Created attachment 232611
dmesg for v4.7-rc5 (triggered runtime-resume via writing "on" to (nvidia device)/power/control)

See also https://www.spinics.net/lists/linux-pci/msg53694.html ("Kernel Freeze with American Megatrends BIOS") for more details (acpidump, lspci, some analysis, etc.).

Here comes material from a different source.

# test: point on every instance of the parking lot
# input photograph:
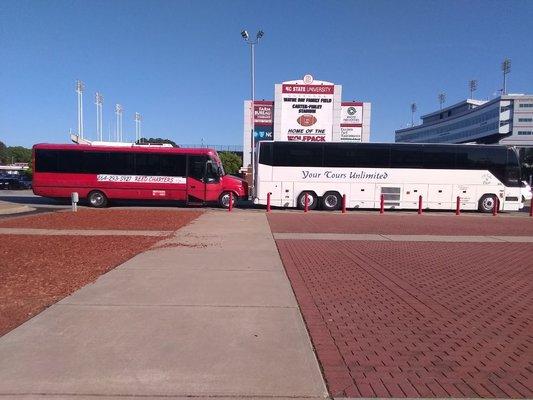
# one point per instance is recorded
(397, 305)
(416, 315)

Steps to reproduce on the affected machines:

 1. Load nouveau.
 2. Wait for it to runtime suspend.
 2. Invoke 'lspci', this resumes the Nvidia PCI device via nouveau. (alternatively: write "on" to /sys/bus/pci/devices/0000:01:00.0/power/control)
 3. lspci never returns, few moments later an AML_INFINITE_LOOP is reported.

Affected machines from
https://github.com/Bumblebee-Project/Bumblebee/issues/764#issuecomment-234494238
- Clevo P651RA (and other Clevo P6xxRx models).
- MSI GE62 Apache Pro
- Gigabyte P35V5
- Razer Blade 14" (2016)
- Dell Inspiron 7559

These *new* laptops all have an Skylake CPU (i7-6500HQ) and a Nvidia GTX 9xxM GPU. Originally it was only observed for laptops with AMI BIOSes, but later we found a Dell laptop as well. The workaround acpi_osi="!Windows 2015" prevents Linux from reporting Windows 10 compatibility and helps *in some cases* because the ACPI code falls back to a different approach to power on the device (or PCIe link?).

Attached is one of the more interesting dmesg dumps which could be obtained that shows how the system breaks down over time. (This was v4.7-rc5 with PCI/PM D3cold + nouveau power resource/PM refcount leaks patches, but the problem was also visible on unpatches 4.4.0 for example.)